Lately I hosted a band called The Panic Years. Now I wasn’t familiar with their music, so I googled them and read that they sing about loss and the struggle to find order. There was other stuff on their band page, lots more, but my mind stayed on that word: loss.

It’s more than 9/11, the Virginia Tech shootings, the Iraq war, all the wars. It’s that there is nothing no one can do about anything. This group of young people are pretty much the Age of Screwed Over. The Baby Boomers consumed most of the jobs, resources, we are responsible for the housing bubble, for Banks Too Big Too Fail, we voted Democratic, we voted Republican, we got to vote, drive cars, afford college (mostly). We got the hope. They got the short end of the tipping point. They got the hottest summer on record, health care out of reach, tons of student loan debt, and a housing market so riddled with scandal that mortgages seem analogous with scam. We got a free lunch; they don’t even get the leftovers.

Yeah, I’d be grieving too.

And, I’m not just talking the decline of American Exceptionalism (what the  . . .?). This is global. Young people everywhere are moving back home, into their parent’s basements, taking jobs as cashiers when they have law degrees, putting off families, putting off graduate school—or else going for broke, MORE schooling. In Spain 50% of young people are unemployed. Here in the US it’s hard to get specific, but 1 in every 3 graduating college has trouble finding a job in their field of training. In Tunisia where the Arab Spring started there was real frustration—so many people are educated, in fact OVER educated, and there was no room for advancement, no jobs available. Global Unemployment.

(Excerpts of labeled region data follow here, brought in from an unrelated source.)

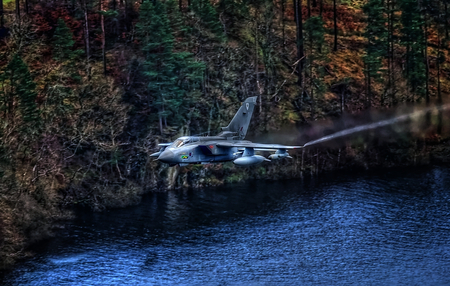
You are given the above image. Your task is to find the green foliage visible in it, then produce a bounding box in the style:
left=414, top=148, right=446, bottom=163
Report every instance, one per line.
left=52, top=18, right=76, bottom=61
left=217, top=0, right=249, bottom=37
left=363, top=0, right=388, bottom=78
left=304, top=17, right=327, bottom=114
left=400, top=0, right=426, bottom=96
left=137, top=1, right=204, bottom=131
left=191, top=0, right=225, bottom=41
left=0, top=54, right=40, bottom=126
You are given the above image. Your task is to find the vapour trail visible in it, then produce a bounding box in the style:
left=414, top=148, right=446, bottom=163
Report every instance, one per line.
left=303, top=104, right=450, bottom=147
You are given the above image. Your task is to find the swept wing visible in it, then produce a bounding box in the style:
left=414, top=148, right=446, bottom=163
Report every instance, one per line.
left=216, top=142, right=303, bottom=151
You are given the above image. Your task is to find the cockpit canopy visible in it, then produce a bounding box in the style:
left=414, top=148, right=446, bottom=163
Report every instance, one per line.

That truly 20th century belief that progress would solve all problems has been replaced by a deadening fatalism. Indeed, who is listening anymore?

I propose community.

It’s not going to be easy, but couldn’t a few of you, the Age of Screwed Over band together, squat in an abandoned house, buy a tear-down in Detroit, put up gardens, acquire chickens, hang some curtains, paint the outside pink, sunflower yellow, or the blue of wildflowers growing crazy in the empty lots. If the glory has gone, couldn’t something new be resurrected? Just for the moment, come together, find an old couch, put it on the porch, sit and sip a beer?

This isn’t progress or paying down the national debt, but community is a way for one person not to feel alone.